There's are some interference girls that I still extend my hand to shake...I don't want them to think I'm trying to smash their jumblies with a senseless hug...

But there is this east coast guy they gotta stay away from... :yikes:
 
BrownEyedBoy said:
You should spend some time here and have to kiss every single female you know on the cheek good-bye and hello. I hate it.

I know what you mean. When ever guests of my parents come over I do that. In Guatemala same thing.
 
mandy1973 said:
I was going to ask what the "sign of peace" is too - It has been a VERY long time since I've set foot inside a church, but I don't recall this at all.

In churches I've been to, this means turning to your neighbors and shaking their hand (or, apparently, sometimes a hug) and saying "Peace be with you" or something similar.
 
I guess it's a mixture of personal space issues (as in, I want it respected, no matter what.) and just a general distrust of people I don't really know. From people I know, I do generally allow a light, across-the-shoulders hug, as long as they don't rush up and do it, assuming I'm in the mood to hug. The church I was speaking of - which I've since left - had it as a rule. As i9n, literally, the Pastor told me I had to hug everybody or I wasn't welcome there. Now, I don't care if he's the man of God and all, he simply doesn't have the right to dictate to me what I should allow people to do to my body. he's never gotten this point, in the five years I tried to work it out with him and them. So, uh, yeah. That's a fundamental point for a person who has abuse issues in their lives to be forced to let someone hug me just because the Pastor's little feelings will be hurt if I don't.
And, to be perfectly honest, there were people there who I'd rather not be in the same building with, because of their tendency to lie, cheat, and steal..but that's beside the point.

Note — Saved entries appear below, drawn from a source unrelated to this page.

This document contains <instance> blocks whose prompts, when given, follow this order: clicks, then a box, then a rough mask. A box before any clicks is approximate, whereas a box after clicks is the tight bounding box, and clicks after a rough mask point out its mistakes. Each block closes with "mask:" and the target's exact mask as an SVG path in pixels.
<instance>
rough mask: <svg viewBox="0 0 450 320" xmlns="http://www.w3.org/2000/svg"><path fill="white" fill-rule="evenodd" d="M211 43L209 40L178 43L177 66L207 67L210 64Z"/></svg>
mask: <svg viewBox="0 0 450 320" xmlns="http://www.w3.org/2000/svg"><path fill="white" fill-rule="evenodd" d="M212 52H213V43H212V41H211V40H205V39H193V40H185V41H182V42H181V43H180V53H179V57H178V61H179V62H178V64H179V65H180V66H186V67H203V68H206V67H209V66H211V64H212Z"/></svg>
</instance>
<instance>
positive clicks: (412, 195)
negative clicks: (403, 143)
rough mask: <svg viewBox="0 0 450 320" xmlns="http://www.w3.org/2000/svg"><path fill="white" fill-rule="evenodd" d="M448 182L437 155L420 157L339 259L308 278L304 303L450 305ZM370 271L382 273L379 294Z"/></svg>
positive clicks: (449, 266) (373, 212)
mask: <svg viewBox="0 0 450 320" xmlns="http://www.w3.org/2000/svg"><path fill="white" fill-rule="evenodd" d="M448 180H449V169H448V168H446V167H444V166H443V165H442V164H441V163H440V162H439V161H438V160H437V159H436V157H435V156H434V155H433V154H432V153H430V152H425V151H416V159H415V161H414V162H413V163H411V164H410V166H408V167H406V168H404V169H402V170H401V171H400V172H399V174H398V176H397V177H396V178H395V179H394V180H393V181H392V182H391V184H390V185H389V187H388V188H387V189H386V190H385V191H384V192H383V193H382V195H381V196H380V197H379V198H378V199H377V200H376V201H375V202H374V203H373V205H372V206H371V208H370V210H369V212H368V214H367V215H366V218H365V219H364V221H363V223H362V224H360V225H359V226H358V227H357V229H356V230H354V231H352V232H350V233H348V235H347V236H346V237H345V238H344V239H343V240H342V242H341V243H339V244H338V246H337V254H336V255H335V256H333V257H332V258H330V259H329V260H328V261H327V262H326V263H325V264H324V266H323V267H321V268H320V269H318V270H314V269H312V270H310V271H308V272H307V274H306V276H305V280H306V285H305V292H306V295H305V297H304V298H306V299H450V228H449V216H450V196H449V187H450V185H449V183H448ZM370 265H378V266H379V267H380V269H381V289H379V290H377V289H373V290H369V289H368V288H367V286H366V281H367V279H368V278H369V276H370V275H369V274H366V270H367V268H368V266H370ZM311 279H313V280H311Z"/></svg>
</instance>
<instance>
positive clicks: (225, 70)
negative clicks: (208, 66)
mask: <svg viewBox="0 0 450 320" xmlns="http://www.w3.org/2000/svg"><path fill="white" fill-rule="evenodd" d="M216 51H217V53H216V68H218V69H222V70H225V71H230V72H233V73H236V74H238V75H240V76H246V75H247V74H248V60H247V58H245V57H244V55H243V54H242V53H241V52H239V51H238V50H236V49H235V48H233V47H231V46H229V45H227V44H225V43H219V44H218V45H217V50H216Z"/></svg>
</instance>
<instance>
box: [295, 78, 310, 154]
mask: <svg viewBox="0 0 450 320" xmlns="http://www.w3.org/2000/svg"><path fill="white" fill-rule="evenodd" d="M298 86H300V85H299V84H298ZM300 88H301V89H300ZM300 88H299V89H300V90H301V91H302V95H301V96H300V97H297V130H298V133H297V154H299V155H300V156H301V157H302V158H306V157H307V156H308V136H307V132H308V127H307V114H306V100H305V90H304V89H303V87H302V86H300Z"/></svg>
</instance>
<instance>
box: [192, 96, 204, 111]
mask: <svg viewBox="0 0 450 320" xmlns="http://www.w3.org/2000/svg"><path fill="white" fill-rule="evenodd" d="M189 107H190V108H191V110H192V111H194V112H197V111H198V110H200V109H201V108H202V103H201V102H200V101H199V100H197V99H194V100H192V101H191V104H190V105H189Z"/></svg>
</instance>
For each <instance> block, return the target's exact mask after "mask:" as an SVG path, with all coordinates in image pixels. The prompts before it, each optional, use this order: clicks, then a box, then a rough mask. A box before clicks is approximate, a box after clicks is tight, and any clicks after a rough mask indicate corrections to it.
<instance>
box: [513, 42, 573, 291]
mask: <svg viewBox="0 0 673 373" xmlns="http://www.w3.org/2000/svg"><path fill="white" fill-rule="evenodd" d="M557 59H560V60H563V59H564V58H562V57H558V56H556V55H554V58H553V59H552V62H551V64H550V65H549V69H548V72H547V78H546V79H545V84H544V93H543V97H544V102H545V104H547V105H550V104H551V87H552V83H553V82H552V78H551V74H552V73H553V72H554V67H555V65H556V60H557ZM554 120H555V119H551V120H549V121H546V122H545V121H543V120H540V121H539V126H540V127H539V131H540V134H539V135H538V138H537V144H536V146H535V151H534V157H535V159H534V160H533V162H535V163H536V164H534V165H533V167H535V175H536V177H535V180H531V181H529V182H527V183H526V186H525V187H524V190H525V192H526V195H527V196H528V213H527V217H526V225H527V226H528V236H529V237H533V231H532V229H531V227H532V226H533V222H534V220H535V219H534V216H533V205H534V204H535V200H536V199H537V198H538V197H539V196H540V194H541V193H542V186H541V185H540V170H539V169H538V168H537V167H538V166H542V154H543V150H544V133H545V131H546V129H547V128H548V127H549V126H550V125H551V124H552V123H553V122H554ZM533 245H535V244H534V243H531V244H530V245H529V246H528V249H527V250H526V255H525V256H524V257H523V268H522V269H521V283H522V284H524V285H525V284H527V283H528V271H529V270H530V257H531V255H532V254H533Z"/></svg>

I've since found a new church where the people are more willing to understand that I don't hug. The pastor's fine with it. She'll automatically offer a handshake without trying to touch me. There are a few people I have to remind, but they're remarkably graceful about it.
 
corianderstem said:
In churches I've been to, this means turning to your neighbors and shaking their hand (or, apparently, sometimes a hug) and saying "Peace be with you" or something similar.

That's definitely how we do it in the Catholic Church. Everyone shakes hands and says "Peace be with you" (in my case, just "Peace"), and usually the only non-shaking of hands done is between immediate family members.